A história registra inúmeros erros judiciários derivados de julgamentos precipitados, valendo lembrar o caso clássico ocorrido na madrugada de 1507, quando um padeiro se depara com um homem assassinado nas ruas de Veneza e, ao avistar cravado no corpo um valioso punhal, inclina-se para retirá-lo. Por capricho do destino, nesse momento é surpreendido por soldados que o prendem em flagrante ao vê-lo sob o cadáver com a arma do crime em suas mãos ensanguentadas.
Ao ser torturado, confessa o assassinato, sendo enforcado no dia 22 de março daquele ano. Tempos depois, o verdadeiro autor do crime é descoberto, e por causa deste erro a administração local mandou escrever, em tinta vermelha, na parede da sala dos julgamentos, a frase: “Recordai-vos do pobre padeiro”. Estas palavras passaram a ser repetidas, em voz alta, por um funcionário, antes do início de qualquer julgamento.
Conclusões precipitadas sobre a culpa são alimentadas pelo fenômeno conhecido como Efeito Halo, termo criado pelo psicólogo americano Edward Thorndike. Ele afirmava que o cérebro analisa e julga uma pessoa a partir de uma única característica, reduzindo sua avaliação a itens como aparência, vestimenta, postura, fala, etc.
Em experiências no Exército dos EUA durante a Primeira Guerra, Thorndike constatou que o grau de aptidão dos soldados era atrelado à aparência: os mais bonitos, fortes ou de melhor postura eram considerados mais habilidosos e vice-versa.
Os prejuízos à Justiça provocados pelo Efeito Halo são mais frequentes do que se pensa.

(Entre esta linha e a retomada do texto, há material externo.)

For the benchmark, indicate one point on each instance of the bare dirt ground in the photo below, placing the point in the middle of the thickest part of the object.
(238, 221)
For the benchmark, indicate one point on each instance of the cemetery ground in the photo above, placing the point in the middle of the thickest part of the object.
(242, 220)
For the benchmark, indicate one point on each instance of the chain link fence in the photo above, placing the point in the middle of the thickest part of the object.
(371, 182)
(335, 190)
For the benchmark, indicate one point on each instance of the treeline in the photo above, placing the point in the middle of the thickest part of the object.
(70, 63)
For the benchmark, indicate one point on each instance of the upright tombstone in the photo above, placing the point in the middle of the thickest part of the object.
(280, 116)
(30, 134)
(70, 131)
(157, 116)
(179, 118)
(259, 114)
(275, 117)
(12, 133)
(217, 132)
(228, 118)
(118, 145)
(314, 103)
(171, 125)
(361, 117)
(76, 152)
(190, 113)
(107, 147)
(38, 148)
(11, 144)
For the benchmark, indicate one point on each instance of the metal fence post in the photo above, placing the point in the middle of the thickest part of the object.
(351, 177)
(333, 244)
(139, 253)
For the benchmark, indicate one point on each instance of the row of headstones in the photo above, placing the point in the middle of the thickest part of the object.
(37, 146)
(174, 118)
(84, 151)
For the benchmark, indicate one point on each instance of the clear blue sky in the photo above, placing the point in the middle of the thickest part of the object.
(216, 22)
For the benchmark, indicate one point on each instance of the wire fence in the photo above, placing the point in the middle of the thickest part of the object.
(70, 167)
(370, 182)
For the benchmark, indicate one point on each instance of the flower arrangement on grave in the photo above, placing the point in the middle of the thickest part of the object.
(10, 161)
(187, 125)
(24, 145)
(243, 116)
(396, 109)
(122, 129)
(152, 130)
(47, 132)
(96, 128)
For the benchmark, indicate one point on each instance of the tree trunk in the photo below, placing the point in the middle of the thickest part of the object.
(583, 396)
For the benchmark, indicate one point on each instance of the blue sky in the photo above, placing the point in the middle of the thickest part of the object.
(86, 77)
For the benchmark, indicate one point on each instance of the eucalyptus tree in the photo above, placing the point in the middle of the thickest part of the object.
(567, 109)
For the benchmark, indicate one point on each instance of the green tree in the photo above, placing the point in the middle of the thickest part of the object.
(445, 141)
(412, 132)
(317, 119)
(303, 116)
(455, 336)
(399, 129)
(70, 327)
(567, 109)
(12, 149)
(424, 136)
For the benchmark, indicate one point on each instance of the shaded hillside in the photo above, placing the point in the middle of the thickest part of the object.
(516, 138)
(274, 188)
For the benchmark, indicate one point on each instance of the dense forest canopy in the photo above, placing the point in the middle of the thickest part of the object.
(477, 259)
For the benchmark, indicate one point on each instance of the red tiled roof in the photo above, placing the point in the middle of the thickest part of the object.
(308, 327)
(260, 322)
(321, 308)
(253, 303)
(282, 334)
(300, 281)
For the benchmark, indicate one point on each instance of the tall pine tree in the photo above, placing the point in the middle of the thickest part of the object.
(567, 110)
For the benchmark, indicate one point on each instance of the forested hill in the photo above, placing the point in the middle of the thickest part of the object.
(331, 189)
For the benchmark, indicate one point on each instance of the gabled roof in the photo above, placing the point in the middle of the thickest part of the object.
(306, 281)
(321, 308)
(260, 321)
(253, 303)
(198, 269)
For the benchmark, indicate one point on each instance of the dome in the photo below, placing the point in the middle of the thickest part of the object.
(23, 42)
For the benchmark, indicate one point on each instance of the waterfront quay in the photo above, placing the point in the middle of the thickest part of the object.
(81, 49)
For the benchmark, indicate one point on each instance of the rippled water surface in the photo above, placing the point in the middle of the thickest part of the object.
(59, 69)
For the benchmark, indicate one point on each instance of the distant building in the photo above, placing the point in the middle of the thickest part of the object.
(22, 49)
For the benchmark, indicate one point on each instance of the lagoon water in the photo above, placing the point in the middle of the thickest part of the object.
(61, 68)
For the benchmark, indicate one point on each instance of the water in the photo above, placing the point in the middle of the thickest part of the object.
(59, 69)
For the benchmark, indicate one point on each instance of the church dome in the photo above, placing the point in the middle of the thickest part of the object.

Pesquisas revelam que os réus feios têm mais chances de serem condenados que os bonitos, e a injustiça é amplificada quando o acusado é submetido ao Tribunal do Júri.
A decisão do juiz de direito, por imposição legal, deve ser fundamentada, ou seja, devem restar explícitas as razões de decidir, o que não ocorre, também por expressa previsão legal, no veredicto do tribunal popular, onde os jurados votam tendo compromisso com o intangível de suas consciências, e decidem por maioria de votos. Não raras vezes a condenação deriva de um score de 4 a 3, que significa que o acusado foi condenado por 57,14% de consenso, de convencimento.
O cidadão é condenado pela “dúvida aritmética” em holocausto ao in dubio pro reo. Ideal seria a exigência de maioria qualificada para a condenação (5 a 2), ou a elevação do número de jurados para um número par, pois em caso de empate resta sufragada a absolvição.
Revendo com calma a cena, e cauterizando o coração contra o preconceito, há de se questionar também o comportamento da fiel. No primeiro momento, ela, fria, não esboça reação aos tapas em sua mão. Sua fisionomia só muda, e pouco, quando as pessoas ao lado lhe fustigam com olhares ao perceberem que a mão do papa, puxada de forma grosseira, havia sido torcida.
Quem pode garantir com absoluta convicção de que não teria sido um ato premeditado? Será que a fiel não teria tentado deliberadamente derrubar o Papa, e por isso já esperava a reação?
Tal análise seria uma mera teoria conspiratória? Pode ser, talvez minha razão esteja embotada pelo Efeito Halo, agora de forma inversa à minha primeira convicção.
Diariamente percebemos que o juízo em torno da dúvida existente acerca da autoria e materialidade de um delito a fim de justificar ou não uma condenação migra das provas até então produzidas pelas partes para os antecedentes, pouco importando a carência de elementos de convicção que demonstrem ligação do acusado com o fato delituoso.
Devemos nos prevenir contra o Efeito Halo, e antes de qualquer veredicto lembrarmos do padeiro de Veneza.

1 Resposta

  1. Francisco Carlos Balthazar

    Muito boa reflexão, Gastão! A demonstrar que os advogados temos emoções e corre sangue em nossas veias, que não somos meros intérpretes de códigos herméticos, inodoros é insípidos!